Ray Ozzie [1] has a…

Ray Ozzie has a couple comments about the digital dashboard I pointed to yesterday.  Ray does have some good points in his critique.  Activities with specific modalities should be grouped.  Like Ray I don’t believe a dashboard is the place you should do all your work.  However, it can be a place where you can get an overview of your applications (specifically what they are doing for you and maybe a taste of what they contain), a jumping off point, and a place that you can use to combine information to do new things (of course publishing/sharing springs to mind).  In that way it is more of a replacement for the Windows desktop than it is a replacement for e-mail, office, or instant messaging.

First, a disclaimer, I am not in the digital dashboard business.  However, I like the approach and I am a supporter of exploring where this could go (testing the boundaries).  Here are some additional things to think about (this isn’t necessarily a rebuttal to Ray, but more thinking points to better examine the issue):


1) A dashboard works for many people.  The great success Yahoo has had with myYahoo shows that average users really like this approach.  My wife, my mother in-law, and many others I know do all their computing in the browser.  They were all new to computing in 1997.  Their home page is myYahoo.  Their desktop is the browser.  They are comfortable with it.  I think this is very common. 


2) Much of the resistance to browser dashboards derives from legacy behavior — a familiarity with existing tools (which sprang up at different times and built behavior patterns of behavior that are hard to break).  How many of the 6 b people on this earth use the existing legacy PC apps?  5%?  We are at the infancy of information technology from that perspective.  The trend may also be against this legacy behavior, many of the people that have entered the computing world over the last five years are completely browser centric.


3) New “webby” approaches can lead to superior behavior.  While I generally like my e-mail app, the smooth Google like search capability of Zoe makes me think I am missing the boat.  I also would like to have all the info I have access to presented in a way that makes it easy for me to publish it and manipulate it in ways that make it easily shareable.  Documents and application silos block me from doing this.  
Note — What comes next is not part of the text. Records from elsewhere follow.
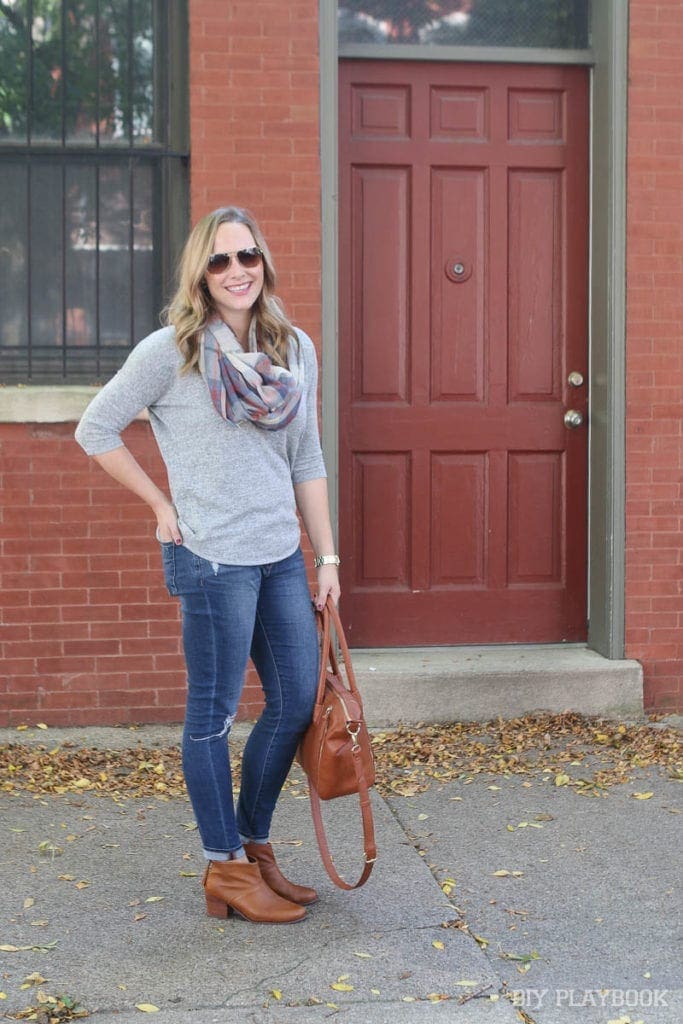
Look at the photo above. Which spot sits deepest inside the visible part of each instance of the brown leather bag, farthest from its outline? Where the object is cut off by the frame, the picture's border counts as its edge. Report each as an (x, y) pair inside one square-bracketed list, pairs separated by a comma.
[(336, 751)]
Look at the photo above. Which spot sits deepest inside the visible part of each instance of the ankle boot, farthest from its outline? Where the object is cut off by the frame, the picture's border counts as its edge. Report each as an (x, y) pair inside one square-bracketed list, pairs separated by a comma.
[(237, 886), (265, 858)]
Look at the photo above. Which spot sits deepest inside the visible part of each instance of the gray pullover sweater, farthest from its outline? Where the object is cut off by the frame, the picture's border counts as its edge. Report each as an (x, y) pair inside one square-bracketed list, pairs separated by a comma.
[(231, 486)]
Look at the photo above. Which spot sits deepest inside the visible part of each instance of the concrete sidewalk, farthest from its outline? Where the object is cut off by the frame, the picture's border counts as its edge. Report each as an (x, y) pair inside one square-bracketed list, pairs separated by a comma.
[(583, 929)]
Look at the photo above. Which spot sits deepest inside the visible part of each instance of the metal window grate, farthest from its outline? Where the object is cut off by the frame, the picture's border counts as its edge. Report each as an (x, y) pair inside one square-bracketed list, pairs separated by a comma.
[(85, 151), (541, 24)]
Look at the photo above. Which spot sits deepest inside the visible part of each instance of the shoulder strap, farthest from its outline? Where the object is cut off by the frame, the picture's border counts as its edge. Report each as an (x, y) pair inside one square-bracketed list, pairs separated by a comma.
[(370, 846), (328, 656)]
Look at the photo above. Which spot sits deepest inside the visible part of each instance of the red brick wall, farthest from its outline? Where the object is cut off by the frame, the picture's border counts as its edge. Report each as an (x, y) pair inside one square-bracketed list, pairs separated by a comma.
[(88, 633), (654, 349)]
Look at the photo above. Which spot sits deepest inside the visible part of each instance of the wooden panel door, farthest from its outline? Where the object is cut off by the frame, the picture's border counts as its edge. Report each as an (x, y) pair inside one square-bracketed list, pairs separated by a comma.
[(463, 341)]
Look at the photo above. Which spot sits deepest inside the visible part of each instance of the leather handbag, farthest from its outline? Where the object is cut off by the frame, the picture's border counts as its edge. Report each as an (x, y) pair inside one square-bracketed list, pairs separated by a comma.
[(336, 751)]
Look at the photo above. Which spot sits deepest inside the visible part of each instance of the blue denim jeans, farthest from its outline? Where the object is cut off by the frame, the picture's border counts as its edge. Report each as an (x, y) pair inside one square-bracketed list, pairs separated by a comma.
[(230, 612)]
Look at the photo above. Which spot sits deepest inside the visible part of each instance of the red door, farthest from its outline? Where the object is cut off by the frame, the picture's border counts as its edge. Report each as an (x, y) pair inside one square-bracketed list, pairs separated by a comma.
[(463, 345)]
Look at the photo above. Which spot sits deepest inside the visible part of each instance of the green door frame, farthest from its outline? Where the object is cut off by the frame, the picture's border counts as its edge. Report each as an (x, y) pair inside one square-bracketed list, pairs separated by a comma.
[(608, 61)]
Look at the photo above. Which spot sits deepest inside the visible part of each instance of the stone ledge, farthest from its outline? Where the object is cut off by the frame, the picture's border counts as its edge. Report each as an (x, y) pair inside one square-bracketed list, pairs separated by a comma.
[(35, 403), (47, 403), (446, 684)]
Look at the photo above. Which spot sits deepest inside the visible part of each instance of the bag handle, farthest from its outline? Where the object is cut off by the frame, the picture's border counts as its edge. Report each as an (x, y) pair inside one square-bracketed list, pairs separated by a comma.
[(329, 615), (369, 843)]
4) The browser as we know it has been hobbled.  It is malformed due to a lack of innovation.  It can do a lot more.  It can be changed to accomodate more desktop PC functionality in application specific ways that don’t seriously impare the simplicity of HTML for the data or for certain aspects of the interface.  Will it do everything?  Of course it won’t, but it could accomodate much more than it has.   I am working on this.